La
linealidad fragmentaria de la carretera de Week
end,
en un lejano año 1969, una de las tantas obras maestras godardianas
de la nouvelle vague, posiblemente sea el último gesto de comodidad
que el director francés aceptó concederle al espectador
cinematográfico. A partir de allí, en lo que vienen a ser nada
menos que cuarenta años, su discurso estético se ha radicalizado
hasta extremos que paralelamente se ven potenciados por el
conservadurismo formal que aqueja al cine actual, el comercial pero
también el independiente, todos tan seguidores de manuales tóxicos
que permiten conseguir financiaciones y manipular espectadores,
objetivos por cierto muy lejanos al de hacer arte. Casi no se asumen
riesgos, casi todas las rupturas -salvo excepciones- son simples
gestos publicitarios. Se ha escapado el significado del concepto
subversión.
Hay
en Adiós al lenguaje una
pareja, un hombre y una mujer, como en casi todas las películas de
Godard.

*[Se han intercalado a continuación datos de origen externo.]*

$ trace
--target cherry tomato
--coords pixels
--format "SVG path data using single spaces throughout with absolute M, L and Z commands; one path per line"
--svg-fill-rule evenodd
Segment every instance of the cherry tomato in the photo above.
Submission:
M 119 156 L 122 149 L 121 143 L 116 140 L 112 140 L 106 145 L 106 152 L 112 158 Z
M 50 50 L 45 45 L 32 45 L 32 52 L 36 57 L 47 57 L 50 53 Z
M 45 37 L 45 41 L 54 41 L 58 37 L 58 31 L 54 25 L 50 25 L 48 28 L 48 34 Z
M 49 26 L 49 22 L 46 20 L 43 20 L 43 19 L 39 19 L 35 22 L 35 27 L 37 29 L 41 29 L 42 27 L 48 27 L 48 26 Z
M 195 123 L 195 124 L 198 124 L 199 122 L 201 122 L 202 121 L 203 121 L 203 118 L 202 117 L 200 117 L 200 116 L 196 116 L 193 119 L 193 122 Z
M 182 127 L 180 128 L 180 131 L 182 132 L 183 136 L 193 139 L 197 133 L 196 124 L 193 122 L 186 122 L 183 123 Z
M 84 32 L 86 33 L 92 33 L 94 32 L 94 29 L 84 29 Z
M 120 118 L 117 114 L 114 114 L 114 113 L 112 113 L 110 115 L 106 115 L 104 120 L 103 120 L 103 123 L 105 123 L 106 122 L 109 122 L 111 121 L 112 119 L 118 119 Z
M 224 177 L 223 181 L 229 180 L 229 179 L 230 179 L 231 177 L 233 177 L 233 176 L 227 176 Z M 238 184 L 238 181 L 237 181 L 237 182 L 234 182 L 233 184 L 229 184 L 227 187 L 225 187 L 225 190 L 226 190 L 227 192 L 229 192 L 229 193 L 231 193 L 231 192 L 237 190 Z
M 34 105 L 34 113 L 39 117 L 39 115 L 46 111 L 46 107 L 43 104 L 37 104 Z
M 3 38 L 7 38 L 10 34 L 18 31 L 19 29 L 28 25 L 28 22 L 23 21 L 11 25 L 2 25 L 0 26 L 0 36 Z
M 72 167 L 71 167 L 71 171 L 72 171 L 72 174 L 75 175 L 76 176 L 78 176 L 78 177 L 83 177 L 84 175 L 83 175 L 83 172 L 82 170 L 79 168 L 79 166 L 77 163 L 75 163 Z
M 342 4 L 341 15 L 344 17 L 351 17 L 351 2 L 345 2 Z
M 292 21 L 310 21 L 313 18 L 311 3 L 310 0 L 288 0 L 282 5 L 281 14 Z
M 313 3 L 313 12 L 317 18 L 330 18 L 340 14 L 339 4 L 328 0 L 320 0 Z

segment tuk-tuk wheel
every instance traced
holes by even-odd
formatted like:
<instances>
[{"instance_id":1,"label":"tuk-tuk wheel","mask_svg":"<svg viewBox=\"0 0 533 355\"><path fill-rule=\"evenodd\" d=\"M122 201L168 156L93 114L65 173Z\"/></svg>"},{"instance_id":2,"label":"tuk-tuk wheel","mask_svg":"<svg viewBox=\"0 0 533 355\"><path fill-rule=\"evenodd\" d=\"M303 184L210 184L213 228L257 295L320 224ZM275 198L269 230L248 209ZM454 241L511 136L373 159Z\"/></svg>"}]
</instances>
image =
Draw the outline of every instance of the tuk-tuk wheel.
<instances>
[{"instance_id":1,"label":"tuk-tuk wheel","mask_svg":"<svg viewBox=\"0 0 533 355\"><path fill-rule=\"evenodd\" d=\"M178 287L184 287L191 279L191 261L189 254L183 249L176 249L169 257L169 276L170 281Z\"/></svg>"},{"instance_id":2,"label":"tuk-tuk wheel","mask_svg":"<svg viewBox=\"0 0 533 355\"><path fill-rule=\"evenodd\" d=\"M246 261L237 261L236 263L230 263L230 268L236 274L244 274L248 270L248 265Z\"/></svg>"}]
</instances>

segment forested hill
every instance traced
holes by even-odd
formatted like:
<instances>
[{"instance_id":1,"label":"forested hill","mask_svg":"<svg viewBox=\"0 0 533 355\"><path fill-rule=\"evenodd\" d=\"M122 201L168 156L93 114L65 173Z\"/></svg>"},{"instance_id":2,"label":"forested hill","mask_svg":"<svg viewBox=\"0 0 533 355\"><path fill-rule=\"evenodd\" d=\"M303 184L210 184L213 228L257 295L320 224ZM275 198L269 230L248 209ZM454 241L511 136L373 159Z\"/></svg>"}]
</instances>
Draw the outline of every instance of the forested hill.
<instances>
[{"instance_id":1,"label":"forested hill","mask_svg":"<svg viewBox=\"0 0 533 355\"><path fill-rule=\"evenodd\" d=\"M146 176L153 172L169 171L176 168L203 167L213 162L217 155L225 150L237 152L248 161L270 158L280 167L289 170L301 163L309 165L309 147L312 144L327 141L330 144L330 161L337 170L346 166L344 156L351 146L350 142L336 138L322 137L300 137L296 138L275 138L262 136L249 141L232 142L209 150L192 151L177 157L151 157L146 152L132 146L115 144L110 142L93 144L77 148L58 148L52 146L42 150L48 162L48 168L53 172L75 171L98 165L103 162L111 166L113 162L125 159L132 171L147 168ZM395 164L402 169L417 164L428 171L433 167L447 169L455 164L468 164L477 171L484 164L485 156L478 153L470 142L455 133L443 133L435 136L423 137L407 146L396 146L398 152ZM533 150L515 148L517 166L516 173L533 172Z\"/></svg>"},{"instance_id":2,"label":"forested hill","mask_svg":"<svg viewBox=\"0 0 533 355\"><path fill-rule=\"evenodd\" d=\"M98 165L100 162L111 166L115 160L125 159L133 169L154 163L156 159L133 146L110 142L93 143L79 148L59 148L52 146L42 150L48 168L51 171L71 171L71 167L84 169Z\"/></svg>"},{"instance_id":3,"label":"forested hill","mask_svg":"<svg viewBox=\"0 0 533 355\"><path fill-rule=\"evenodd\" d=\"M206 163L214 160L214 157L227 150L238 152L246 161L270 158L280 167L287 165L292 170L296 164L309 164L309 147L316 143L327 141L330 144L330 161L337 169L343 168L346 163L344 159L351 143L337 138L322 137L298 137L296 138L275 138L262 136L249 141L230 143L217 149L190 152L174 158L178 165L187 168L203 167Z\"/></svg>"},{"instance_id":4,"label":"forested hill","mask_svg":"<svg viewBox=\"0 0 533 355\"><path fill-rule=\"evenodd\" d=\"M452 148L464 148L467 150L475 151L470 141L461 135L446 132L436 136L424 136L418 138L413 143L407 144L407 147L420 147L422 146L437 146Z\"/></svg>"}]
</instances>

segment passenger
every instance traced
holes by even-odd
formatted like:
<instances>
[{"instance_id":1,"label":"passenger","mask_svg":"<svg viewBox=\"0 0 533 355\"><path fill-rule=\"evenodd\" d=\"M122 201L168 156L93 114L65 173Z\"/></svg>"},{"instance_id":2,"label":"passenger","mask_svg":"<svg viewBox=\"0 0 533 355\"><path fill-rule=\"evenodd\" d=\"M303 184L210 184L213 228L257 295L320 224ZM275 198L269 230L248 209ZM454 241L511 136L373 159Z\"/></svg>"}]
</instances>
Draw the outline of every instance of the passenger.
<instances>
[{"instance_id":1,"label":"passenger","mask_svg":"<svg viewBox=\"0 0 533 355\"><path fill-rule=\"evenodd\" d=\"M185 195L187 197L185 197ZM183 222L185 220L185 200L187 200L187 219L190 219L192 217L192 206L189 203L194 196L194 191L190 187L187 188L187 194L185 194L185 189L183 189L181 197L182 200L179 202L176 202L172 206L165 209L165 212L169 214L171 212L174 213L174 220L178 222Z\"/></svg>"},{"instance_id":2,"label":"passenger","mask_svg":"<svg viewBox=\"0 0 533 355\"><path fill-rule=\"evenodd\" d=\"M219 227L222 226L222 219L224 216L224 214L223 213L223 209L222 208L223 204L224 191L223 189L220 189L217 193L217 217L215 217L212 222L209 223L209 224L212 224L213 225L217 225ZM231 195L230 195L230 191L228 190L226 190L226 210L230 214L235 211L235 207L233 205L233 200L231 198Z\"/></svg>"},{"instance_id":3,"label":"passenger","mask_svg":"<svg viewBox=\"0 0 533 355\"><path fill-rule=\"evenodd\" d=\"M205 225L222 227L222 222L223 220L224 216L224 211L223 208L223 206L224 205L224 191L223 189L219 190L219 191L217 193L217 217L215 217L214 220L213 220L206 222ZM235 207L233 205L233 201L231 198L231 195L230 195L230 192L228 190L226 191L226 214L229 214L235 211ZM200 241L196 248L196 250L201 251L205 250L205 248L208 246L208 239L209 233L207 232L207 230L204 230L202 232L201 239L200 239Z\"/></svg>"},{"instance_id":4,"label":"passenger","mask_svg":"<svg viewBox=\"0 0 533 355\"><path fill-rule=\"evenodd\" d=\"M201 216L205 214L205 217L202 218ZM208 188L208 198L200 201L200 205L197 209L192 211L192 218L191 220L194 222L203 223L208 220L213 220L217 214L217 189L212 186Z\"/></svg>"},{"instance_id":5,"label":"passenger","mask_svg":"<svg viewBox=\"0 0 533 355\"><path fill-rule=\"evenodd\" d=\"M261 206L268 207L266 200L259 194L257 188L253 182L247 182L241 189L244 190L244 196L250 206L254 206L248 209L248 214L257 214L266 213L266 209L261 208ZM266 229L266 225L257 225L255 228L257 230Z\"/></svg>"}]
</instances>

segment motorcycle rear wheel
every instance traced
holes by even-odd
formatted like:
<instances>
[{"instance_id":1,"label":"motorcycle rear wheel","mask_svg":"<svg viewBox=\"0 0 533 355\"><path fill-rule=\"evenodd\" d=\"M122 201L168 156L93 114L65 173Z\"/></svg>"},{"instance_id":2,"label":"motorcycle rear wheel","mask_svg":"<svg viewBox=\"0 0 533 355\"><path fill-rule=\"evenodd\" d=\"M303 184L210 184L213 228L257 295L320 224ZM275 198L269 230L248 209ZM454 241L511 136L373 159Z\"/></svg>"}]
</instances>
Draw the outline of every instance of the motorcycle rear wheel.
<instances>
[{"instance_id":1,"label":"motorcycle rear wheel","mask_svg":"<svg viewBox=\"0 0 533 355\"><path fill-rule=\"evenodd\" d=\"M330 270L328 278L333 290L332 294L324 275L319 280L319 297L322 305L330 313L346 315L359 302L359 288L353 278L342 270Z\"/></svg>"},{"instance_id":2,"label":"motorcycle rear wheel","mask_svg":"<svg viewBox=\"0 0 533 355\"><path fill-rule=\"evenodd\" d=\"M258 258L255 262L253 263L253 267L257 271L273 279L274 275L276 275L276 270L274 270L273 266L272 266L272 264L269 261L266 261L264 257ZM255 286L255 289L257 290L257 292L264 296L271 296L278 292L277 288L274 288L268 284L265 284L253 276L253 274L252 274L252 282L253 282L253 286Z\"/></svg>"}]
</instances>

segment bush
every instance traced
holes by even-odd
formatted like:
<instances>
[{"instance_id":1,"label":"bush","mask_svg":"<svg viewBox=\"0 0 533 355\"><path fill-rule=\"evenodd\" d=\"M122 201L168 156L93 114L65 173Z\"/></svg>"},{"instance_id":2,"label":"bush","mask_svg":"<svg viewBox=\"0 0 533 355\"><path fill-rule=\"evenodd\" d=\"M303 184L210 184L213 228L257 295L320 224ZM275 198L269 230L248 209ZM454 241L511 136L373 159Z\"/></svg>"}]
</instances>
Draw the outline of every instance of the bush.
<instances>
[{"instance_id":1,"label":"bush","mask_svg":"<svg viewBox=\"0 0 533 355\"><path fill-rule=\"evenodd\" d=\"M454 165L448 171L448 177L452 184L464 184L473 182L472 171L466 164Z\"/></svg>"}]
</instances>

Hay, como es también habitual, enfrentamientos de poder,
reclamos filosóficos cotidianos, una defensa a ultranza de
posiciones feministas. Las secuencias son confusas, a veces se
repiten, no hay progresiones argumentales y aparecen -entre otras
situaciones- por lo menos dos circunstancias que ayudan a construir
la base estética de la película: la primera es una escena de
violencia en la calle, con un disparo, alguna que otra corrida y
mucha perplejidad, resuelta desde distintos puntos de vista que no
encastran ningún significado coherente (¿la obscenidad del morbo
utópico del reality?); mientras que la segunda es la recurrente
aparición de un perro, a veces en situaciones cotidianas y otras en
un bosque de coloridos alterados (¿demostración de comunicación
sin significado?).

Toda
película, por definición, está hecha de imágenes. El elemento
"imagen en movimiento" es la base esencial del cine, y es
precisamente el elemento que Godard viene poniendo en conflicto en
sus últimas obras. Si es radical su libre-albedrío argumental y
también lo es su discurso poético, aumenta exponencialmente la
radicalidad en el territorio de la imagen. El montaje de Adiós
al lenguaje es extremo,
provocador, desechando toda posible narración convencional. Esto,
como siempre, es marca de fábrica del cineasta, en sus cortes
abruptos, en fragmentaciones, en juegos en los que también adquiere
una importancia capital lo sonoro, tanto lo incidental como su gusto
por orquestaciones que aportan otras capas de significado.

Adiós
al lenguaje es, más que una
película, una experiencia. En la aparente confusión de significados
y en la imposibilidad explícita de comunicar es exactamente donde
Godard acierta el que posiblemente sea uno de sus últimos disparos.